(a) We start with \(\sum_{r=1}^{n} (2r+1) = 2\sum_{r=1}^{n} r + n\). Using the formula for the sum of the first \(n\) natural numbers, \(\sum_{r=1}^{n} r = \frac{n(n+1)}{2}\), we have:

\(2\sum_{r=1}^{n} r + n = 2 \times \frac{n(n+1)}{2} + n = n(n+1) + n = n(n+2)\).
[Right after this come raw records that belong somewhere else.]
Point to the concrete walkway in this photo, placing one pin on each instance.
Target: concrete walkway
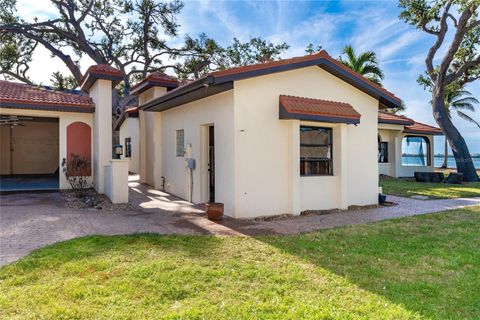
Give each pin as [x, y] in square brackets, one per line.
[32, 220]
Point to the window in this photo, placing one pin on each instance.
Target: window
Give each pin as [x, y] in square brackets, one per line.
[416, 151]
[315, 151]
[382, 151]
[128, 147]
[180, 143]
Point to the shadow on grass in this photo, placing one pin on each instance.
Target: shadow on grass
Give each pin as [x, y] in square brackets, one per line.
[99, 246]
[429, 264]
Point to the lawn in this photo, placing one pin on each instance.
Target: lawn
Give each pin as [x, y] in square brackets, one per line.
[424, 267]
[409, 187]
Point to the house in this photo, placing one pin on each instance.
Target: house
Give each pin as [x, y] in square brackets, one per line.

(b) To show \(\frac{2r+1}{(r^2+1)(r^2+2r+2)} = \frac{1}{r^2+1} - \frac{1}{r^2+2r+2}\), we find a common denominator:

\(\frac{1}{r^2+1} - \frac{1}{r^2+2r+2} = \frac{r^2+2r+2 - (r^2+1)}{(r^2+1)(r^2+2r+2)} = \frac{2r+1}{(r^2+1)(r^2+2r+2)}\).

(c) Using the result from (b), the series becomes a telescoping series:

\(\sum_{r=1}^{n} \left( \frac{1}{r^2+1} - \frac{1}{r^2+2r+2} \right) = \frac{1}{2} - \frac{1}{n^2+2n+2}\).

(d) As \(n \to \infty\), the term \(\frac{1}{n^2+2n+2} \to 0\), so the sum converges to \(\frac{1}{2}\).